What does is it look like to have a Next Level Leadership Team? We all want long-term, invested volunteer leaders in our ministries. We want to build a connected and cohesive team willing to follow us.
I have people ask me all the time how I get to a point where I have a waiting list of folks who are willing to be a part of my volunteer teams. Various things play into this blessing, and there is no “silver bullet.” I have, however, found a few things that have helped in my youth ministries.
First and foremost: it’s important to have a clear and concise vision for what your ministry is about and where a volunteer will fit in. Busy people need to have a clear understanding of their expectations for serving on a ministry team. The most important thing is, I believe, deep levels of connection to you as a leader and others as a team.
Level 1: Respect
You are the leader. Whether you are paid or unpaid, you have been given the task to lead the ministry. Your role comes with some immediate level of respect. It is not earned, but it must be kept.
Maintaining and keeping respect is a basic level of good leadership.

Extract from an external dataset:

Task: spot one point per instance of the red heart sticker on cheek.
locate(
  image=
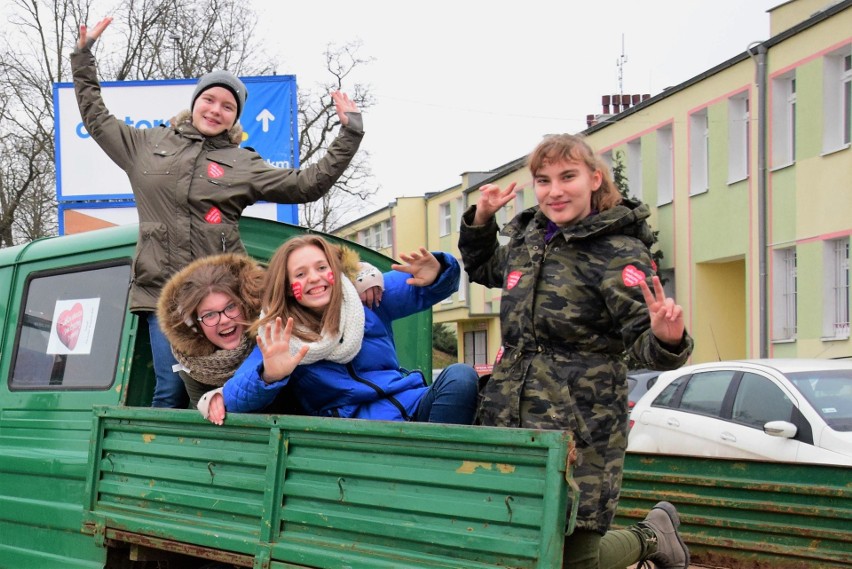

Volunteers want to be respected and desire to be a part of something respected, but they also want to have a leader they can appreciate. At this level, it is primarily one-sided, with a leader leading and volunteers following out of basic respect for the position. It is where most ministry volunteer teams stay and why most volunteers do not stay very long.
Level 2: Rapport
Moving your team beyond respect is done by developing rapport. Growing rapport comes through mutual understanding and open two-way communication that gives volunteers a feeling of ownership and value. Meals together. Training together. Face-to-face conversations. You are allowing space to critique and have a say in the ministry directions. All those things are vital for building rapport.
Level 3: Relationship
A team levels up when they come together not just out of respect or mutual rapport, but when they begin to have relationships with each other.
A team that has relationships with each other will model community for their students. We spend much of our time investing in students. It is just as important for the leader to build relationships with their volunteers and create opportunities for them to build relationships with each other. The relationship is the bonding agent that will grow a ministry team and the next level of ministry, longevity, and effectiveness.